There’s also the matter that significant gains have been made in CMOS technology – particularly low-light and resolution – since Sony’s ClearVid / Fuji’s EXR technology was last used. In fact, Fuji released very few EXR CMOS cameras (e.g. the X10/20) before jumping ship over to X-Trans. We’re now at a point where we use a 61MP sensor and pixel bin down to 30MP for clean color as well as interpolate up to 120MP. And it’s the 30MP mode that is truly appealing – which is something that prior ClearVid/SuperCCD/EXR sensors did not provide, almost certainly because the sensors were natively 12MP at best (most were 3 or 6MP) and binning would have resulted in a 6MP file. Not exactly appealing at the height of the megapixel race.
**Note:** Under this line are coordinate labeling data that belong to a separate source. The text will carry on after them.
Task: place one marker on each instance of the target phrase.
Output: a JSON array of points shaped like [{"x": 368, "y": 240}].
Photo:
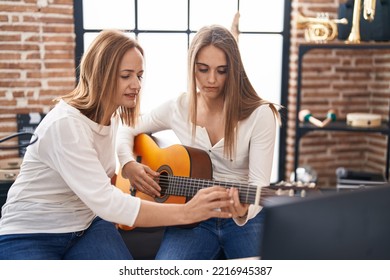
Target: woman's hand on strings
[{"x": 237, "y": 209}]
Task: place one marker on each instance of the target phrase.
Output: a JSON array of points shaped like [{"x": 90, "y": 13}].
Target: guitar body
[
  {"x": 183, "y": 171},
  {"x": 174, "y": 160}
]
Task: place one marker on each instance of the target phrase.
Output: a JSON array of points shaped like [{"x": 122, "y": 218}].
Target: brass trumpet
[
  {"x": 319, "y": 29},
  {"x": 368, "y": 14}
]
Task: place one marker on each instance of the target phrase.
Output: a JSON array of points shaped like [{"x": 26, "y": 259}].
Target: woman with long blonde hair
[
  {"x": 222, "y": 114},
  {"x": 63, "y": 204}
]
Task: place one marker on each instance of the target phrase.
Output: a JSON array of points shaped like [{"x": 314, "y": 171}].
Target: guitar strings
[{"x": 189, "y": 186}]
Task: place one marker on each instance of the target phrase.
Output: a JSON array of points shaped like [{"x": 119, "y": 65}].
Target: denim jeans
[
  {"x": 101, "y": 241},
  {"x": 213, "y": 239}
]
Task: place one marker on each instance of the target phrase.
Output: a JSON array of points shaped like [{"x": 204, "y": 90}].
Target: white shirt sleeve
[
  {"x": 74, "y": 154},
  {"x": 261, "y": 150}
]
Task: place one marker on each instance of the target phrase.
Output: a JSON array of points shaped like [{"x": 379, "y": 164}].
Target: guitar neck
[{"x": 188, "y": 187}]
Is this a replacement for Foveon?

I don’t think so. What I believe is going on (and this is purely my opinion) is that Sigma’s advancements with Foveon have stalled for the time being – they’ve admitted that they were working on a new full-frame Foveon sensor, but have taken that idea off the table at the moment because it just isn’t working.

Part of this, I believe, is their new foray into video-centric cameras a la the Sigma Fp. And Foveon simply isn’t capable of keeping up with other sensors when it comes to video, more than anything else. Low-light and video are the Achille’s heel of (current) Foveon technology. This wouldn’t be an issue with this sensor, especially since low-light capabilities shouldn’t be affected, though if it is indeed the same CFA as in the Trichromatic, it will be less sensitive once it filters out unwanted signals. But the sensitivity reduction is still a far cry from Foveon.

I think a new Foveon sensor is still in the works, but it just simply isn’t there yet. I see this as a bridge between traditional bayer sensors and Foveon until such time that the new Foveon tech is capable of whatever Sigma’s goal is.

I don’t think Foveon is dead. I hope it isn’t. But I’m also excited to see if this sensor – or a similar one – comes to fruition. I do wonder if there will be issues, at least to begin with, in the demosaicing process – not unlike X-Trans suffered from for many years before, most notably, Adobe was able to produce results like Iridient or Capture One. Sigma made great strides with the introduction of an optional DNG file output in their Quattro and Quattro H bodies, allowing for a no-nonsense, direct-to-Photoshop (or Lightroom) workflow. In that case, I think the demosaicing process took place in-camera, as opposed to Sigma Photo Pro.

Either way, I’m interested to see what this technology does for us in 2021. My S1 Pro is now over two decades old and, to put it mildly, things have changed since then. My prediction is that this has very promising potential, especially with the 30MP output – which in itself is more resolution than many cameras on the market. ACR’s new “Enhance” feature (which I have yet to try) has made me begin to question how necessary 60MP+ files really are anymore. I do wish more 24MP or under sensors were made without low-pass filters, though.

At any rate, technology still presses forward as always, and this is yet one more exciting example.